4.2. The Database File¶

The database file is a self-contained complete (or nearly complete) binary representation of the ARMI composite model state during a case. The database contains the text of the input files that were used to create the case, and for each time node, the values of all composite parameters as well as layout information to help fully reconstruct the structure of the reactor model.

4.2.1. File format¶

The database file format is built on top of the HDF5 format. There are many tools available for viewing, editing, and scripting HDF5 files. The ARMI database uses the h5py package for interacting with the underlying data and metadata. At a high level there are 3 things to know about HDF5:

Groups - groups are named collections of datasets. You might think of a group as a filesystem folder.
Datasets - Datasets are named values. If a group is a folder, a dataset is a file. Values are strongly typed (think int, float, double, but also whether it is big endian, little endian so that the file is portable across different systems). Values can be scalar, vector, or N-dimensional arrays.
Attributes - attributes can exist on a dataset or a group to provide supplemental information about the group or dataset. We use attributes to idicate the ARMI database version that was used to create the database, the time the case was executed, and whether or not the case completed successfully. We also sometimes apply attributes to datasets to indicate if any special formatting or layout was used to store Parameter values or the like.

There are many other features of HDF5, but from a usability standpoint that is enough information to get started.

4.2.2. Database Structure¶

The database structure is outlined below.
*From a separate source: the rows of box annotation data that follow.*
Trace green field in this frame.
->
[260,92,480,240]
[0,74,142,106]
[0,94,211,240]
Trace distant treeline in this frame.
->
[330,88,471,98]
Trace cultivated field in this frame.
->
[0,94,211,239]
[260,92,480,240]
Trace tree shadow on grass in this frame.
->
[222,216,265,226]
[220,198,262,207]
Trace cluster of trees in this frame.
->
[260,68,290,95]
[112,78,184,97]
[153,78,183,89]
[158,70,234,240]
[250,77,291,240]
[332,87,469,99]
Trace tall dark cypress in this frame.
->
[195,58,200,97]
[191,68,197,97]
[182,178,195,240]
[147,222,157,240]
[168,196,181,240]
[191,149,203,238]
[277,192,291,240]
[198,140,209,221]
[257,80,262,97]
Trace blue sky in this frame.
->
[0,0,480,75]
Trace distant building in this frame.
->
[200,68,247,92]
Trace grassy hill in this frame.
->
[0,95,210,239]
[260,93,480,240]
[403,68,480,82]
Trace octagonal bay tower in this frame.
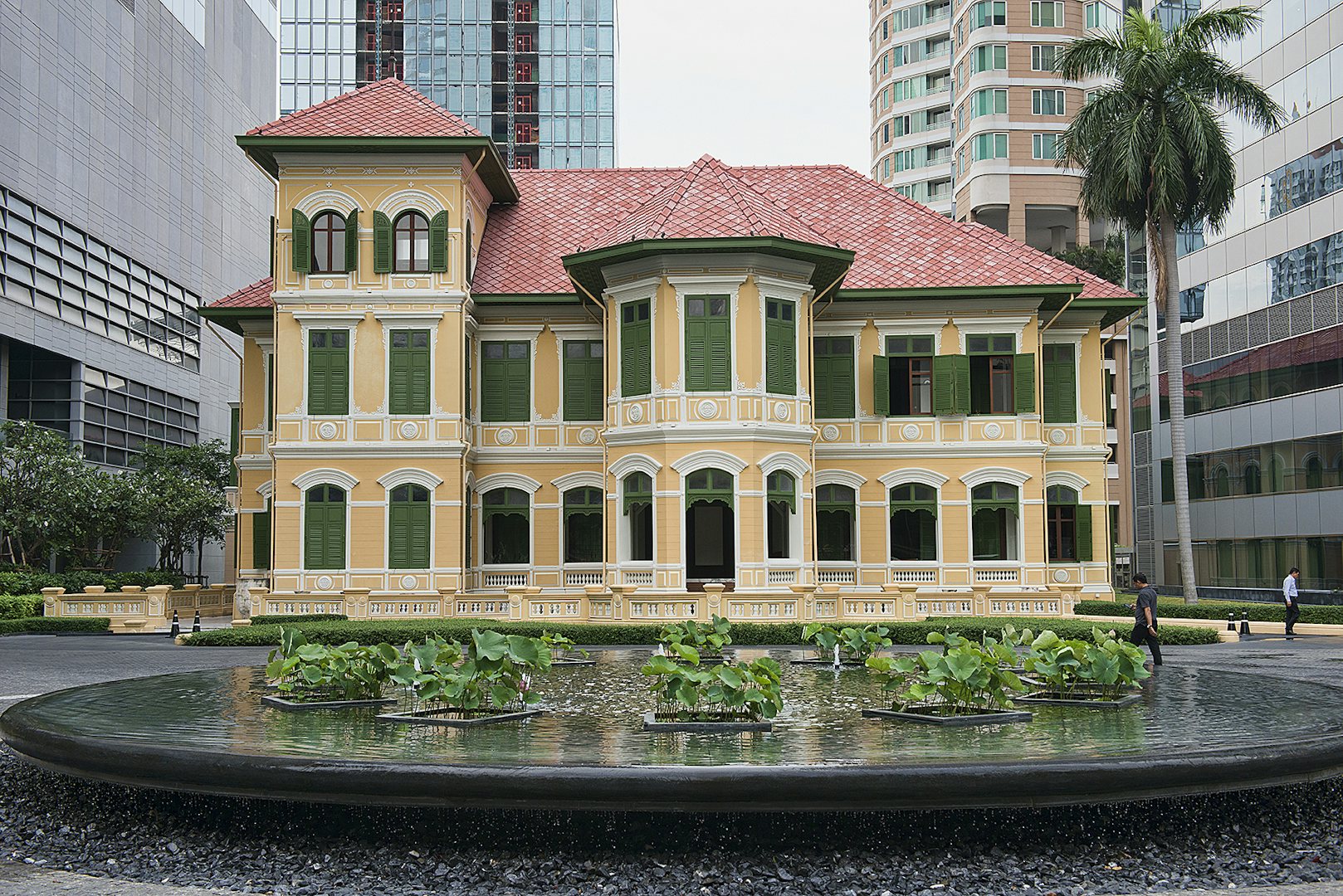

This shows the broad strokes of how the database is put together, but many more details may be gleaned from the in-line documentation of the database modules.

Database structure¶
Name	Type	Description
`/`	H5Group	root node
`/inputs/`	H5Group	A group that contains all inputs
`/inputs/settings`	string	A representation of the settings file that was used to create the case
`/inputs/geomFile`	string	A representation of the geometry file used to create the case
`/inputs/blueprints`	string	A representation of the blueprints file that used to create the case

`/c{CC}n{NN}/`	H5Group	A group that contains the ARMI model for a specific cycle {CC} and time node {NN}. For the following, there may be a bit of pseudo-code to explain the origin of data. `comp` is any old component within the ARMI model hierarchy. Also, it is important to note that all components are flattened and then grouped by type.
`/c{CC}n{NN}/hierarchy/`	H5Group	A group that contains a description of the ARMI model within this timenode
`/c{CC}n{NN}/hierarchy/name`	list of strings	`comp.name`
`/c{CC}n{NN}/hierarchy/type`	list of strings	`type(comp).__name__` – The name of the component type. We can use this to construct a new object when reading. You could also use it to filter down to data that you care about using hdf5 directly.
`/c{CC}n{NN}/hierarchy/serialNum`	list of int	`comp.p.serialNum` – Serial number of the component. This number is unique within a component type.
`/c{CC}n{NN}/hierarchy/location`	list of 3-tuple floats	`tuple(comp.spatialLocator) or (0, 0, 0)` – Gives the location indices for a given component. Note these are relative, so there are duplicates.
`/c{CC}n{NN}/hierarchy/locationType`	list of strings	`type(comp.spatialLocator).__name__ or "None"` – The type name of the location.
`/c{CC}n{NN}/hierarchy/indexInData`	list of int	The components are grouped by `type(comp).__name__`. The integers are a mapping between the component and its index in the `/c{CC}n{NN}/{COMP_TYPE}/` group.
`/c{CC}n{NN}/hierarchy/numChildren`	list of int	`len(comp)` – The number of direct child composites this composite has. Notably, this is not a summation of all the children.
`/c{CC}n{NN}/hierarchy/temperatures`	list of 2-tuple floats	`(comp.InputTemperatureInC, comp.TemperatureInC) or (-900, -900)` – Temperatures in for Component objects.
`/c{CC}n{NN}/hierarchy/material`	list of string	`type(comp.material).__name__ or ""` – Name of the associated material for an Component.

`/c{CC}n{NN}/{COMP_TYPE}/`	H5Group	`{COMP_TYPE}` corresponds to the `type(comp).__name__`.
`/c{CC}n{NN}/{COMP_TYPE}/{PARAMETER}`	list of inferred data	Values for all parameters for a specific component type, in the order defined by the `/c{CC}n{NN}/hierarchy/`. See the next table to see a description of the attributes.

Python supports a rich and dynamic type system, which is sometimes difficult to represent with the HDF5 format. Namely, HDF5 only supports dense, homogeneous N-dimensional collections of data in any given dataset. Some parameter values do not fit into this mold. Examples of tricky cases are:

Representing None values interspersed among a bunch of floats
Jagged arrays, where each “row” of a matrix has a different number of entries (or higher-dimensional analogs)
Dictionaries

None of these have a direct representation in HDF5. Therefore, the parameter values on the composite model sometimes need to be manipulated to fit into the HDF5 format, while still being able to faithfully reconstruct the original data. To accomplish this, we use HDF5 dataset attributes to indicate when some manipulation is necessary. Writing such special data to the HDF5 file and reading it back again is accomplished with the armi.bookkeeping.db.database3.packSpecialData() and armi.bookkeeping.db.database3.packSpecialData(). Refer to their implementations and documentation for more details.